Os homens que partem e a Arte e os artistas que ficam


Conjugando o que aqui escrevi sobre Paulo Portas, bem como a singela referência à Lolinha e ao actor António Feio, recordei a morte de José Saramago.

A morte deste escritor português, consagrado e exaltado com o Prémio Nobel da Literatura, não deixou de suscitar os mais diversos comentários. Enquanto uns elogiaram a sua obra literária - e sobre esta a atribuição do Prémio Nobel tudo disse - outros optaram por remexer no passado de José Saramago. Lembraram a carreira no jornal Diário de Notícias para fazer críticas ao carácter do homem. Por sua vez, o Vaticano, certamente legitimado pelo passado impoluto de respeito pelo direitos humanos de que a Igreja Católica se pode orgulhar, optou também pela crítica às posições ideológicas do escritor, sobretudo no que diz respeito à religião e ao comunismo. Considerando as posições públicas de Saramago sobre estas duas grandes problmáticas da Humanidade, não é surpreendente que tal tenha acontecido. Afinal, quem se expõe publicamente legitima também críticas públicas.

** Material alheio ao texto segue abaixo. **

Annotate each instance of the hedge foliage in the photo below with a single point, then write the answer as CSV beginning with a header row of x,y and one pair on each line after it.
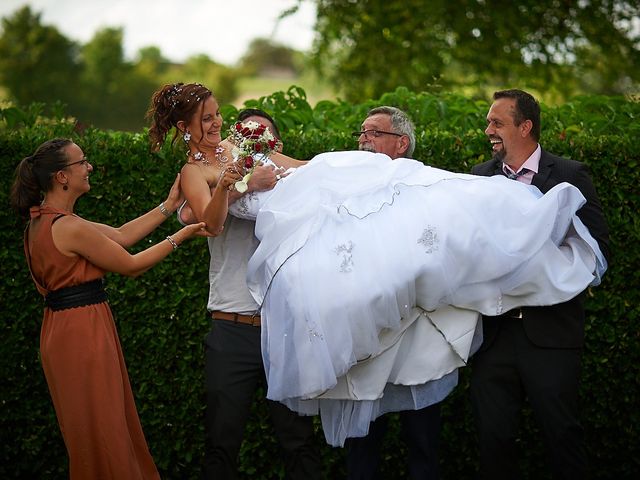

Todavia, o prestigio de José Saramago não surgiu em consequência de tais posições, mas sim da sua escrita. E as honras dispensadas decorreram disso mesmo e do facto de ter honrado Portugal com o Prémio Nobel.

Assim sendo, o tempo da sua morte deveria ser o tempo de recordação do escritor e celebração da obra que o mesmo nos deixou. Não o tempo das questões pessoais e dos ataques ao carácter. Porém, alguns deixaram que estas se sobrepusessem ao reconhecimento de uma obra literária notável de um autor que promoveu Portugal e a língua portuguesa e a quem o país deveria estar agradecido. Nem mesmo o representante máximo da nação se mostrou capaz de tomar esta atitude sensata. Agora, também na minha cidade do Porto forças se levantam para impedir que o nome do Prémio Nobel da Literatura seja atribuído a uma rua.

Mas não são estas atitudes que fazem esquecer os livros de Saramago e as personagens que ele criou e que «habitaram» os dias e a memória dos leitores.

O meu contacto pessoal com José Saramago limitou-se apenas a um autógrafo na obra História do Cerco de Lisboa. Valorizo sobretudo a sua obra e a influência da mesma nos meus dias. Sobre o seu carácter, quem for perfeito que lhe atire a primeira pedra...

E assim se consegue perceber o lamento pela morte de pessoas que nunca conhecemos, mas que «entram» nas nossas vidas pelo seu trabalho artístico e difusão do mesmo. Por isso lamentamos também com emoção o desaparecimento de António Feio e o guardaremos na memória.

Na verdade, não nos conseguimos aproximar da Arte sem «morrermos» também um pouco perante ela.